ParMmg is a version of mmg3d that can work with multiple processes simultaneously. This capability is necessary to handle large meshes in a reasonable amount of time, and to handle meshes that are too large to fit in the memory available to a single processor. We have made ParMmg more robust, and we are adding functionality for level-set discretization, which ParMmg did not have yet.

Ginkgo

Ginkgo is a high-performance numerical linear algebra library for many-core systems, with a focus on solution of sparse linear systems. Notably, it allows linear algebra problems to be solved efficiently on NVIDIA, AMD and Intel GPUs. Since GPUs nowadays provide most of the compute power in supercomputers, it is essential for our work that our linear-algebra problems can be handled by them. Therefore we implemented the specific algorithms that we need (e.g. a BiCGStab solver and BDDC preconditioners) within Gingko. These algorithms are also applicable for other problems, so this work is also benefiting a wider Gingkgo user audience.

Scientific papers, presentations, posters

An overview of our scientific output is given on our publications page.

Doctorates

Several people have earned PhD degrees thanks to support by the MICROCARD project, or are on their way to do so.
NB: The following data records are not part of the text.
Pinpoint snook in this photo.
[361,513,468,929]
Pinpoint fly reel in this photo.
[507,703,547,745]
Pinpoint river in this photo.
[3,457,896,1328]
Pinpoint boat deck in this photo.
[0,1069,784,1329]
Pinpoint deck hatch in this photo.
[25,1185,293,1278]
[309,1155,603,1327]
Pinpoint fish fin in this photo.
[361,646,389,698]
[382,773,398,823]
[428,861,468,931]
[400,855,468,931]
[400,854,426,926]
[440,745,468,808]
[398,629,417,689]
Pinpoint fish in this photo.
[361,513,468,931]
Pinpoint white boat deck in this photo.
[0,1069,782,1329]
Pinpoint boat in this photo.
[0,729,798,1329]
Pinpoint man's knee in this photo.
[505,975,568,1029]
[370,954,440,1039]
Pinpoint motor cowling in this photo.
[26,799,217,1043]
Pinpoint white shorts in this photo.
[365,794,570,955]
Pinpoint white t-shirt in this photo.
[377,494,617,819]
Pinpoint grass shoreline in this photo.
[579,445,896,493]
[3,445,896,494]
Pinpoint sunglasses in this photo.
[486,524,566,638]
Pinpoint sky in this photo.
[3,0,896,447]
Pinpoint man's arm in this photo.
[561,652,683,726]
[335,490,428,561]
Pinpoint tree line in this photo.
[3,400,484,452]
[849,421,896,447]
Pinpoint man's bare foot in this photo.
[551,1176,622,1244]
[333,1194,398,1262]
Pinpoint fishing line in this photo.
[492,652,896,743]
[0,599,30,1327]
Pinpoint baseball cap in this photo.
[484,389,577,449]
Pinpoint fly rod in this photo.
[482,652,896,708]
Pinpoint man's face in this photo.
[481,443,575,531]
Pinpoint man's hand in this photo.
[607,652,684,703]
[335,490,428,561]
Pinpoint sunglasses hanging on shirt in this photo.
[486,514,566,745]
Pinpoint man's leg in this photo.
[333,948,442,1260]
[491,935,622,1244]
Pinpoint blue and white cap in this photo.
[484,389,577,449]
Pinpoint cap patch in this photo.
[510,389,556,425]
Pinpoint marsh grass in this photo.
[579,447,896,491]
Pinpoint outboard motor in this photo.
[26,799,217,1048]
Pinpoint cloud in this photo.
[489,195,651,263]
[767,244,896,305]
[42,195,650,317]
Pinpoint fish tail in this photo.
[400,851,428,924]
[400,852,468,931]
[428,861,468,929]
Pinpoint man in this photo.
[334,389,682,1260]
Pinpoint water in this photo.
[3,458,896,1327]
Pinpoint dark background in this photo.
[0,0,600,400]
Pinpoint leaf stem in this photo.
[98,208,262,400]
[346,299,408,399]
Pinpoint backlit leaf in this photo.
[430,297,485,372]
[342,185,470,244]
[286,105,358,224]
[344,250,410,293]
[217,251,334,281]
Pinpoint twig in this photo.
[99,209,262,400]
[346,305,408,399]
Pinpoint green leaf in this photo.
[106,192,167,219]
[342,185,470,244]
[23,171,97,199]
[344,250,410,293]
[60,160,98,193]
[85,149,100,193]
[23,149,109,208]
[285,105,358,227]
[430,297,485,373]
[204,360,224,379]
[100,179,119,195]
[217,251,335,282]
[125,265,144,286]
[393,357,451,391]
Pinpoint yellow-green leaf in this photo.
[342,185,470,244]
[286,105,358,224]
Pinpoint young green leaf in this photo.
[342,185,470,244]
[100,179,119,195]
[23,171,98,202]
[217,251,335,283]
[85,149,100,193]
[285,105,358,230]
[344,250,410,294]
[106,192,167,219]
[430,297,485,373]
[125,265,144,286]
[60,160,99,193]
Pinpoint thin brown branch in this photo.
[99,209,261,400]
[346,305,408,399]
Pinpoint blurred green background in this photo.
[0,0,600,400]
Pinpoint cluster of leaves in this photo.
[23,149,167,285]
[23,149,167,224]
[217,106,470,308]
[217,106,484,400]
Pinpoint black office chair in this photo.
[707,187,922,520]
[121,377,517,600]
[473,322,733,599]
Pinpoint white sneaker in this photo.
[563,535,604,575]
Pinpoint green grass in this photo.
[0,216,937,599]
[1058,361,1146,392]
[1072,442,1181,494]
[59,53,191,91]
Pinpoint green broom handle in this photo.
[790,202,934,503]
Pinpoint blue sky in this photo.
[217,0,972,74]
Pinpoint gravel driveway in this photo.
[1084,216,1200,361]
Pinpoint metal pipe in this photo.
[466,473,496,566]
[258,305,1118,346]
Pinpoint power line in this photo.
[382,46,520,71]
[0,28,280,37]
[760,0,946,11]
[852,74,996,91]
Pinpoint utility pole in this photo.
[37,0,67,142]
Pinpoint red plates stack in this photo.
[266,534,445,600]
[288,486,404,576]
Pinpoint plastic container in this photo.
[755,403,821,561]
• Ngoc Mai Monica Huynh defended her thesis Newton-Krylov Dual-Primal Methods for Implicit Time Discretizations in Cardiac Electrophysiology in December 2021 at the Università degli studi di Pavia
• Arun Thangamani defended his thesis Optimized Code Generation of Parallel and Polyhedral Loop Nests using MLIR in September 2024 at Université de Strasbourg.
• Edoardo Centofanti will defend his thesis Efficient Solvers and Machine Learning Approaches in Cardiac Electrophysiology on High-Performance Computing Architectures in December 2024 at the Università degli studi di Pavia.

Outreach activities

Scientific research and development concerns everybody, not only those who like to read scientific papers or use scientific software. In order to reach a wider audience, we undertake several activies.

• We regularly post on LinkedIn, about our work and the people behind it.
• We author wide-audience papers in our national languages like this one (French) in The Conversation.
• We participate in local activities such as the European Researchers' Night.

Others also write about us in accessible language. See for example the article How supercomputers can help defuse ‘cardiac time bombs’ published by the CORDIS platform of the European Union.